Stance in advanced academic writing by Saudi EFL postgraduates: A corpus-based study of critique writing

The study explores how Saudi postgraduate students of Applied Linguistics express authorial stance when writing critique essays in English. It aims to investigate the linguistic resources these students use to construct stance and their knowledge about stance markers in both English and Arabic. 

The research utilized a corpus-based approach, analyzing a corpus of 73 critique essays totaling 78,000 words written by Saudi MA students. The essays were examined using Hyland's (2005) model of stance, which comprises hedges, boosters, attitude markers, and self-mentions. LancsBox corpus analysis software was used to generate frequencies and concordances. Additionally, an open-ended questionnaire was administered to 20 participants to gauge their knowledge about stance markers.

Key findings revealed that hedges were the most frequently used stance markers (878 instances), followed by attitude markers (741), boosters (650), and self-mentions (580). The study found that while students demonstrated some ability to articulate stance, many instances deviated from academic writing conventions, often appearing overly authoritative or direct. The questionnaire results indicated limited explicit knowledge about stance markers among participants, particularly in Arabic academic writing.

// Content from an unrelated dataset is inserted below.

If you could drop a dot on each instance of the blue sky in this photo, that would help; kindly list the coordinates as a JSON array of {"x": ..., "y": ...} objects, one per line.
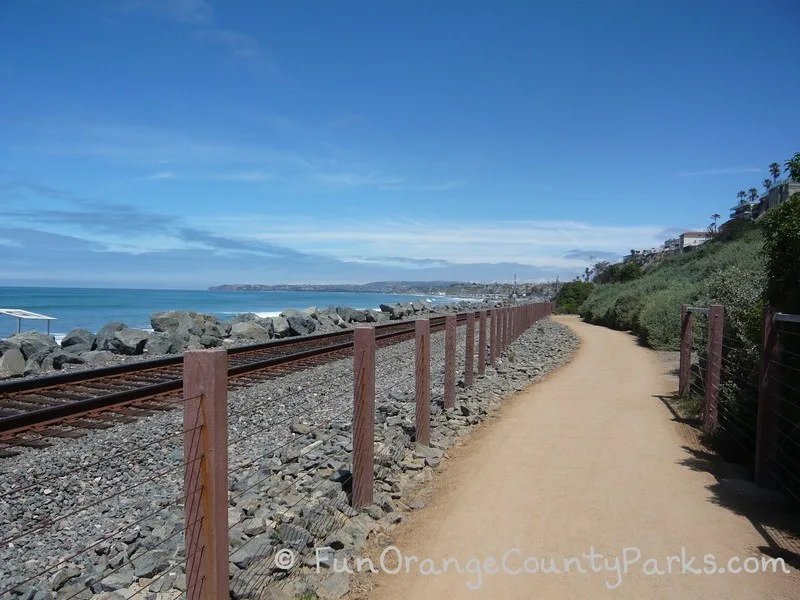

The author concludes that Saudi postgraduate students use all four components of stance, albeit without explicit training. However, their linguistic choices require refinement to align with expert academic writing conventions. The study recommends explicit instruction in authorial stance-taking, introduction of social engagement aspects in academic writing, and systematic feedback on students' stance-expressing resources to help emerging scholars develop more sophisticated academic voices.

This research contributes to understanding stance-taking strategies by postgraduate English users in a foreign language context, an area less explored compared to ESL settings. It highlights the need for targeted instruction and practice in stance articulation for EFL postgraduate students to enhance their academic writing skills.